## Dynamic Systems Octave Tutorial

In this tutorial, we will cover some of the basics operations of dynamic systems using GNU Octave. GNU Octave is a programming language for scientific computation. In this context, Octave is used to solve linear and non linear problems numerically. It can also perform other numeric operations, which in their majority are compatible with Matlab (this also include the syntax).

## Symbolic Package Installation

Once GNU Octave is installed, we need to install the Symbolic package. This package will allow us to perform symbolic calculations. These include operations such as: algebraic operations, calculus, equation solving, Fourier and Laplace transforms, variable precision arithmetic and other features. First download the package here. Open octave, and change the directory path to where the file is. For that, go to the upper bar and select Browse directories. This will open a window explorer, navigate to where you downloaded the symbolic package. Then, click on Select Folder (if the file is not displayed, don’t worry). You must now see the file on the left explorer, if not, make sure you selected the folder where the file is located.

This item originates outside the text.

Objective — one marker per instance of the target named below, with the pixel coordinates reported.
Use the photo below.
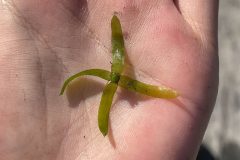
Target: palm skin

Now on the command window type the following command: pkg install symbolic-win-py-bundle-2.8.0.tar.gz. Wait until the installation process finish.

## Example:

In this example, we will use the Symbolic Package, so make sure you have everything working. First, open GNU Octave and load the Symbolic package using the command: pkg load symbolic;. Then insert the following commands:

• syms a

• T = [2-a,0,0,-1;-1,1-a,0,0;0,0,2-a,0;0,0,0,2-a];

• det(T)

• A = [2,0,0,-1;-1,1,0,0;0,0,2,0;0,0,0,2];

• eig(A)

If you want to display the values of any variables, you can type then on the Command Window. Also, note that the (;) at the end  of each command is not mandatory, if you omit it, the result will be automatically displayed in the next line.